Real-time microwave imaging of unknown anomalies via scattering matrix

TL;DR

This paper develops a new real-time microwave imaging method for detecting unknown anomalies using scattering matrix data, accounting for antenna effects and transducer placement, validated with synthetic and real experiments.

Contribution

It introduces an innovative imaging function based on the scattering matrix and Born approximation, improving anomaly detection accuracy over traditional methods.

Findings

The proposed method effectively identifies small and extended anomalies.

It outperforms traditional imaging techniques in accuracy and robustness.

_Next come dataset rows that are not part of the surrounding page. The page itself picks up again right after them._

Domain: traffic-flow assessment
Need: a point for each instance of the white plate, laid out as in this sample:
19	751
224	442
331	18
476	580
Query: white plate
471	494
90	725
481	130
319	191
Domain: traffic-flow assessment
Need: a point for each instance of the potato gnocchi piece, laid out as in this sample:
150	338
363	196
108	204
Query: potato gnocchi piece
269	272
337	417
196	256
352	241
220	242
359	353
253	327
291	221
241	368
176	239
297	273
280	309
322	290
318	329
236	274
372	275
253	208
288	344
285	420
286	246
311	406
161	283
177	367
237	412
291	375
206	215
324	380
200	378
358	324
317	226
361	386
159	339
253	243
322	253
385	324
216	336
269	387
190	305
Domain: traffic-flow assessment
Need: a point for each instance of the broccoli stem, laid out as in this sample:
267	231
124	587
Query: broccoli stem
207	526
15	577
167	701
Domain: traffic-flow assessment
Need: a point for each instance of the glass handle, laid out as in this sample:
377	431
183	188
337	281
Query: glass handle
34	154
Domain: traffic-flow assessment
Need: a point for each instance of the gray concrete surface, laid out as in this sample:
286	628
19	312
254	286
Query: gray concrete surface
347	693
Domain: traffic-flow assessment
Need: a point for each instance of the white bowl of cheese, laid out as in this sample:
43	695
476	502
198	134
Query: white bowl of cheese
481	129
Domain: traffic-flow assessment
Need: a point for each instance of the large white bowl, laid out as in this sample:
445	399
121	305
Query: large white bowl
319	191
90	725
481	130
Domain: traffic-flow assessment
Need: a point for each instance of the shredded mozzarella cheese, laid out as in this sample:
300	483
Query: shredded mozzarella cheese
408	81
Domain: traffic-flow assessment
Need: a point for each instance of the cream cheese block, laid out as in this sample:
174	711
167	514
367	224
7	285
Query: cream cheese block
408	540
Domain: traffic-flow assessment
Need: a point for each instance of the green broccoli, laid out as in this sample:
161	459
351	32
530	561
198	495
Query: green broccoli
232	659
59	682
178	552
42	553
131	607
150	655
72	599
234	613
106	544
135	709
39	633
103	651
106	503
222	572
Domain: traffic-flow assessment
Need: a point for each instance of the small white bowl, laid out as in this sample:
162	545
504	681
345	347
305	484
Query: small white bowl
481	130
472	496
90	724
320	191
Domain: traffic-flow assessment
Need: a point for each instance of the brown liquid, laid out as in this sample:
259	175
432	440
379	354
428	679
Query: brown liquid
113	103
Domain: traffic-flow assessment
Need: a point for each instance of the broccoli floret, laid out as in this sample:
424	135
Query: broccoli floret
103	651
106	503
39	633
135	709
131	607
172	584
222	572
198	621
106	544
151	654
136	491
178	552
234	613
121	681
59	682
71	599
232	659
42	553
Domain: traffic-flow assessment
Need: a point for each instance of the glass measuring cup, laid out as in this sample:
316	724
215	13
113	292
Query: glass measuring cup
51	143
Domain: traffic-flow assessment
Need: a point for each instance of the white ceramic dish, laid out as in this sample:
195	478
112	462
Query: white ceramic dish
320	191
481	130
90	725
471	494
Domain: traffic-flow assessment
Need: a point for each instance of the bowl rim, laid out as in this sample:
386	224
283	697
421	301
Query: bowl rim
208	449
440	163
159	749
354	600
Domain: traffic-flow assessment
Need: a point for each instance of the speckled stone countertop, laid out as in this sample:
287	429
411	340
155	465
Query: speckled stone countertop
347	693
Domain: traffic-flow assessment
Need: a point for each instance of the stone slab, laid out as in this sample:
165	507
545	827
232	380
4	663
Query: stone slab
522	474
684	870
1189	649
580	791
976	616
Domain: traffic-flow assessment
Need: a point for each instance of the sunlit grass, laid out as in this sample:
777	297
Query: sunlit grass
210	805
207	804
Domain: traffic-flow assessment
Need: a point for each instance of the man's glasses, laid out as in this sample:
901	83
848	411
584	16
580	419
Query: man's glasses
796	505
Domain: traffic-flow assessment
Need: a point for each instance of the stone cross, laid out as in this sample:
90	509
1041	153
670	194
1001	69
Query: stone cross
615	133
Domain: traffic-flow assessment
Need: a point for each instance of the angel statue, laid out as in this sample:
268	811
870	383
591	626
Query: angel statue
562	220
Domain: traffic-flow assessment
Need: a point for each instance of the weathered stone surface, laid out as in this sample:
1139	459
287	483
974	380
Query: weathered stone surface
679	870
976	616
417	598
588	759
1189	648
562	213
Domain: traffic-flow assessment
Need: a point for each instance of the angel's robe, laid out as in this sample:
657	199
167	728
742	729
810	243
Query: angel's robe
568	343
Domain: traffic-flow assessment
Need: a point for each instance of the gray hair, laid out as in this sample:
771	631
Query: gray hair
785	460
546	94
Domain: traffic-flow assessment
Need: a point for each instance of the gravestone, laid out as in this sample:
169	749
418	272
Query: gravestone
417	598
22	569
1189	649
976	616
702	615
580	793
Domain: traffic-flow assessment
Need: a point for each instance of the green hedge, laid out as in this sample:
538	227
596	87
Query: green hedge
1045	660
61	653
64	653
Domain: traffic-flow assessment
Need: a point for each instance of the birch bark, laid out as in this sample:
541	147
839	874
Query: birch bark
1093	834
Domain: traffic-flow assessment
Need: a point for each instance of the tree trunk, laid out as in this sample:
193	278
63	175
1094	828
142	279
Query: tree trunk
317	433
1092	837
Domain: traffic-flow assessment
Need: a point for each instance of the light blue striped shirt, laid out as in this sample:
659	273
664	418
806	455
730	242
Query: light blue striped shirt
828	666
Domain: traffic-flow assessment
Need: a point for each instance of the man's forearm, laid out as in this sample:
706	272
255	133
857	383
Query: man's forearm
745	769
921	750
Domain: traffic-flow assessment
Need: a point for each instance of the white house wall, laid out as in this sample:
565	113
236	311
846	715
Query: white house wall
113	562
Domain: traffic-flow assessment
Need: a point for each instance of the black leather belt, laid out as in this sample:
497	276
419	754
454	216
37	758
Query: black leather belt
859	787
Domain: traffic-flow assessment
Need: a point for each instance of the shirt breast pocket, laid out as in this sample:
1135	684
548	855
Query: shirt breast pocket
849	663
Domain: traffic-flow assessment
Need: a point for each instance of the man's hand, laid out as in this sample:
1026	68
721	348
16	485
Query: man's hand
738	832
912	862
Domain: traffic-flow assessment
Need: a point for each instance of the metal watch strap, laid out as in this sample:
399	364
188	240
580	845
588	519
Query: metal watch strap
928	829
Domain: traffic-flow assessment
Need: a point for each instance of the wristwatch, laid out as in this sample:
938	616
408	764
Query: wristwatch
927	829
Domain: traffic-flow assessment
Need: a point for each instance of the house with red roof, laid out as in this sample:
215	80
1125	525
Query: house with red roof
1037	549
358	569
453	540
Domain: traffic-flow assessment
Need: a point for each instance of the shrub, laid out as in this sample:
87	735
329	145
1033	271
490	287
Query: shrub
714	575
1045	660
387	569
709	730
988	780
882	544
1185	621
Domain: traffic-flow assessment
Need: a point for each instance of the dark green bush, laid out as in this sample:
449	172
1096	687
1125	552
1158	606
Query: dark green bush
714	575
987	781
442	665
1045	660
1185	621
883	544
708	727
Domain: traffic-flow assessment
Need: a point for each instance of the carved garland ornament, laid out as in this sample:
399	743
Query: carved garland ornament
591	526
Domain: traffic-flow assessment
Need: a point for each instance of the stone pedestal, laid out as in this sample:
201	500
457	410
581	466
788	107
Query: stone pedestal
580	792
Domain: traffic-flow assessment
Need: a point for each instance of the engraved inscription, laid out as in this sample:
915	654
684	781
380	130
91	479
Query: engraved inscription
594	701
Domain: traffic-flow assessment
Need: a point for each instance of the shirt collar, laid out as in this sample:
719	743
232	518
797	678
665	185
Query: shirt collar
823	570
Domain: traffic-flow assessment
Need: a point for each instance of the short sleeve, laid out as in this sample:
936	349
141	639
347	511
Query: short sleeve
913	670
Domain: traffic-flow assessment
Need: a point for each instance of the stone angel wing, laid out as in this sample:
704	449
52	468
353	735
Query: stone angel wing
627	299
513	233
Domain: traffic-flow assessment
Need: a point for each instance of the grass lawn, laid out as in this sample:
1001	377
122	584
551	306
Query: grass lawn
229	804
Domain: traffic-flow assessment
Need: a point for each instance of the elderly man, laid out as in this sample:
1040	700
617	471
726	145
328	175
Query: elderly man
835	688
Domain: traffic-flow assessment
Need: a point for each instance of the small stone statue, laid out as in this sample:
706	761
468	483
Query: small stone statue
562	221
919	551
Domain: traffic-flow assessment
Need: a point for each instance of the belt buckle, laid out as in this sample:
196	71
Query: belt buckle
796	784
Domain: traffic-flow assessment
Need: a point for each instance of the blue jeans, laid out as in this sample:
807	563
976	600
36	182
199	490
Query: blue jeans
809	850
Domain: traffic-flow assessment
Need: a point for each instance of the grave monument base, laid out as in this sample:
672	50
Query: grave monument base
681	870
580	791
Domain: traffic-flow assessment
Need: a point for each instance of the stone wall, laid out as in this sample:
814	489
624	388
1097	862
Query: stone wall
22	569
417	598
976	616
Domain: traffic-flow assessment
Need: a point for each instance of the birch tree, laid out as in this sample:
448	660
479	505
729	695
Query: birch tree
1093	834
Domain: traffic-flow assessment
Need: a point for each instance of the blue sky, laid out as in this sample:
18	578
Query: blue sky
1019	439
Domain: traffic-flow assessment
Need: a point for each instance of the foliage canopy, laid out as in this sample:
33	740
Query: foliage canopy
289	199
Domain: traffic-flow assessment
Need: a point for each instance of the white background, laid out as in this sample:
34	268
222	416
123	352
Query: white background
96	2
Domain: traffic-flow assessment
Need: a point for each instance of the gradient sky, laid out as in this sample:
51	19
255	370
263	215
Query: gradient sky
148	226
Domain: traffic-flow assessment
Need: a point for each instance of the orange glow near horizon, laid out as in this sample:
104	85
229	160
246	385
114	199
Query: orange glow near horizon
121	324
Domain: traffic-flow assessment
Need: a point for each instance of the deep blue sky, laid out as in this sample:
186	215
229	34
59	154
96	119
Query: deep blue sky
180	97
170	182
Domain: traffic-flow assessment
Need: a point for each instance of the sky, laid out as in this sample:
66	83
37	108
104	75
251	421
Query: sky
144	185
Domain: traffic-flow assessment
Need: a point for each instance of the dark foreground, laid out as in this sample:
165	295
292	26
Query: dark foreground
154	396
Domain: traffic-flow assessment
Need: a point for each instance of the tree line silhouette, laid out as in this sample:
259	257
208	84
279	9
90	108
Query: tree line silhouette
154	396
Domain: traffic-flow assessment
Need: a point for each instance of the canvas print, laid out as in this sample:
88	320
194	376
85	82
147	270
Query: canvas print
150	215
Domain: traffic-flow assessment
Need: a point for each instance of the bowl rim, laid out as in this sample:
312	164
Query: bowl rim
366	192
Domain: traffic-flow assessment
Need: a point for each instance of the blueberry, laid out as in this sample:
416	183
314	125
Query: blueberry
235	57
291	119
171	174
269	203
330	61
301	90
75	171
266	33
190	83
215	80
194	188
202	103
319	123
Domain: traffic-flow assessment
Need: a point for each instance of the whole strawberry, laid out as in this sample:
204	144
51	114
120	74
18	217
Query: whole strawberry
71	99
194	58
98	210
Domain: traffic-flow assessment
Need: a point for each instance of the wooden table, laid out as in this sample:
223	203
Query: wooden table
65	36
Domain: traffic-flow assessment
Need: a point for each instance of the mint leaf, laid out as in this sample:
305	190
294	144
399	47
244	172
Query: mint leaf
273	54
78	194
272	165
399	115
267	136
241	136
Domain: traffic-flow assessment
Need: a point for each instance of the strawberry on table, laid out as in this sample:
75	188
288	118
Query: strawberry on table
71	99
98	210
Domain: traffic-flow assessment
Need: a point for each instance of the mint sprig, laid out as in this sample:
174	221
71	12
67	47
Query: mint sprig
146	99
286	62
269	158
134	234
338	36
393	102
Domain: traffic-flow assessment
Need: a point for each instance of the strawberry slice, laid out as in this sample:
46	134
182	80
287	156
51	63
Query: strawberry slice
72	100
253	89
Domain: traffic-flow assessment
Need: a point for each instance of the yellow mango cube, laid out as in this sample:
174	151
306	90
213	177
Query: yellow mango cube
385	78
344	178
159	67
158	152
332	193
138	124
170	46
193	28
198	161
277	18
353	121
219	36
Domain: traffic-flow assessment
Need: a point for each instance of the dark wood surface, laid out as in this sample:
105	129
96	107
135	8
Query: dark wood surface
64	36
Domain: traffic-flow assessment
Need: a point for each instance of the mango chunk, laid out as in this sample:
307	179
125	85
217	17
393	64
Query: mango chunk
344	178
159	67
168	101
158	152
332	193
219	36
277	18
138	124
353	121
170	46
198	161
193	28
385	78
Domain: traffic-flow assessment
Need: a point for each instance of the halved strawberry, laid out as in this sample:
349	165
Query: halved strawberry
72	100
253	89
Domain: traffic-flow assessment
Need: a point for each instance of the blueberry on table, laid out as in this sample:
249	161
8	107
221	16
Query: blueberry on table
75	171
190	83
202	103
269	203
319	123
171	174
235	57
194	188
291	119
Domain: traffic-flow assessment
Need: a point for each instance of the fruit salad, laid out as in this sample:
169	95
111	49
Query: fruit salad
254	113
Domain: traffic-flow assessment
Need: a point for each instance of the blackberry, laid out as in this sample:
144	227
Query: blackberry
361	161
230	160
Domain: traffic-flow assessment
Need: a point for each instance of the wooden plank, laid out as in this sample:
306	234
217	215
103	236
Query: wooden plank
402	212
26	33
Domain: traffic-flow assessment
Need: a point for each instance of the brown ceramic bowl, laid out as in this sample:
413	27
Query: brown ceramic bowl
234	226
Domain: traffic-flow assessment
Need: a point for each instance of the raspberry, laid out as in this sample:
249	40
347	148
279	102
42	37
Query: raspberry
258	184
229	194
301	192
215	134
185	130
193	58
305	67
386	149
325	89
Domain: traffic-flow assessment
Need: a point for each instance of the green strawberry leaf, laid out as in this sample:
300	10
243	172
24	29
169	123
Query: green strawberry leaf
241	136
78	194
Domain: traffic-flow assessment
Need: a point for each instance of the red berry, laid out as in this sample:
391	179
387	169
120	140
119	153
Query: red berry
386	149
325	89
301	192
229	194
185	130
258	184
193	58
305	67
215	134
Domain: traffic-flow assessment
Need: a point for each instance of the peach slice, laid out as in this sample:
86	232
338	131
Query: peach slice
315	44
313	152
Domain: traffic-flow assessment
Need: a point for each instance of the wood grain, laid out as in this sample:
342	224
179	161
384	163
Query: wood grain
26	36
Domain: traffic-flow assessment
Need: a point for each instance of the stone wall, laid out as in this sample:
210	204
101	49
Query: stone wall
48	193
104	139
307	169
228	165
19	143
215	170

Experimental results confirm its applicability with synthetic and real data.

Abstract

We consider an inverse scattering problem to identify the locations or shapes of unknown anomalies from scattering parameter data collected by a small number of dipole antennas. Most of researches does not considered the influence of dipole antennas but in the experimental simulation, they are significantly affect to the identification of anomalies. Moreover, opposite to the theoretical results, it is impossible to handle scattering parameter data when the locations of the transducer and receiver are the same in real-world application. Motivated by this, we design an imaging function with and without diagonal elements of the so-called scattering matrix. This concept is based on the Born approximation and the physical interpretation of the measurement data when the locations of the transducer and receiver are the same and different. We carefully explore the mathematical structures of traditional and proposed imaging functions by finding relationships with the infinite series of Bessel functions of integer order. The explored structures reveal certain properties of imaging functions and show why the proposed method is better than the traditional approach. We present the experimental results for small and extended anomalies using synthetic and real data at several angular frequencies to demonstrate the effectiveness of our technique.